Kendati diinterogasi sejak pagi hingga malam, Sita merasa masih ada ruang dialog antara dirinya dan pihak-pihak yang memanggilnya. Selain itu, ia bisa menghadapi pemanggilan tersebut dengan lebih tenang karena pada saat itu ia didampingi oleh dua temannya, mendiang Asmara Nababan dan juga Abdul Hakim Garuda Nusantara, yang keduanya merupakan pembela hak asasi manusia.

Keberpihakan terhadap korban (kekerasan) dan empati kepada mereka adalah modal yang baik untuk seseorang menjadi teman bagi korban, untuk membantu dia, mengangkat dia dari keterpurukan emosinya.

Semua orang bisa menjadi pendamping

Latar belakang pendidikan psikologi yang Sita miliki berkontribusi terhadap ketertarikannya pada isu kekerasan terhadap perempuan dan kegiatan pendampingan korban. Walaupun sempat menggeluti bidang psikologi secara profesional, Sita tetap memilih panggilan sebagai peneliti dalam menjalankan aktivismenya.

“Saya cuma setahun menjalani profesi psikolog. Waktu itu teman-teman sih bikin biro konsultasi. Tapi saya lebih tertarik pada penelitian dan dari awal, saya inginnya penelitian tidak berhenti sebagai laporan saja. Tetapi, bagaimana itu juga bisa memberi manfaat bagi orang, terutama orang-orang yang menjadi responden itu,” kata Sita.

Setelah meneliti di bawah bendera Kalyanamitra, ia jadi mengetahui betul kondisi para korban dan kurangnya tempat-tempat yang memberi pelayanan pendampingan bagi korban-korban kekerasan. Melalui diskusi tiap Kamis, Sita dan kawan-kawan membentuk Forum Pembela Perkara Perempuan dan memikirkan bagaimana supaya ada organisasi yang memberi pelayanan terhadap korban kekerasan.

Berbekal pendidikan dan pengalaman yang ia punya, bersama teman-temannya yang berlatar psikologi, Sita mencoba memberikan pelatihan bagi para relawan yang melakukan pendampingan terhadap korban-korban kekerasan.
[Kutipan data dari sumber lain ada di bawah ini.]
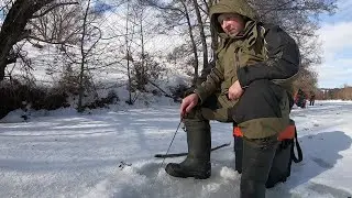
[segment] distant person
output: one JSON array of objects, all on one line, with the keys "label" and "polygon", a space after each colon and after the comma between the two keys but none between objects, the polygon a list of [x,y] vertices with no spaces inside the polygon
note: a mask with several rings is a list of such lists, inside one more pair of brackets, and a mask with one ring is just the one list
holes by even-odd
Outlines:
[{"label": "distant person", "polygon": [[302,91],[301,89],[298,89],[296,99],[295,99],[296,106],[300,108],[306,108],[306,100],[307,100],[306,92]]},{"label": "distant person", "polygon": [[180,105],[188,155],[165,168],[174,177],[209,178],[209,120],[234,122],[244,135],[241,198],[265,197],[278,133],[289,124],[292,82],[300,64],[295,40],[256,19],[245,0],[220,0],[210,8],[211,26],[222,38],[217,63]]},{"label": "distant person", "polygon": [[314,91],[310,91],[309,106],[315,106],[315,101],[316,101],[316,94]]}]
Selain itu, mereka juga aktif mendorong kelompok-kelompok masyarakat untuk membantu para korban.

“Karena saya percaya, semua orang bisa menjadi pendamping. Tidak harus jadi psikolog untuk jadi pendamping,” ujar Sita.

Keyakinannya ini tidak jarang mendatangkan perdebatan dengan teman-teman berlatar Psikologi lainnya.   

“Mereka merasa, ‘Kan orang-orang itu [yang mendapat training] tidak punya latar belakang sebagai psikolog’. Tapi bagi saya, keberpihakan terhadap korban dan empati kepada mereka adalah modal yang baik untuk seseorang menjadi teman bagi korban, untuk membantu dia, mengangkat dia dari keterpurukan emosinya karena mengalami perkosaan dan bentuk kekerasan lainnya,” Sita menjelaskan.

Baca juga: Akhiri Budaya Pemerkosaan di Indonesia

Membumikan bahasa-bahasa feminis

Kerap kali, selain mendapat label negatif, feminis dianggap berjarak dengan masyarakat karena menggunakan bahasa-bahasa yang tidak dimengerti khalayak. Belum lagi bila isu yang mereka bicarakan tidak dekat dengan hal-hal yang terjadi dalam keseharian masyarakat. Sita menilai bahwa situasi tersebut merupakan bagian dari proses melakukan aktivisme sebagai feminis.

“Saya pun melewati proses itu. Belajar tentang konsep, dapat istilah, terus kayaknya ‘wah’ gitu, ya. Sejauh itu sebagai upaya untuk memahami hal-hal yang diperjuangkan kelompok feminis, menurut saya enggak masalah. Tetapi, yang juga penting adalah bagaimana dari konsep yang kita pahami dapat dibumikan menjadi sesuatu yang kontekstual di Indonesia,” ungkap Sita.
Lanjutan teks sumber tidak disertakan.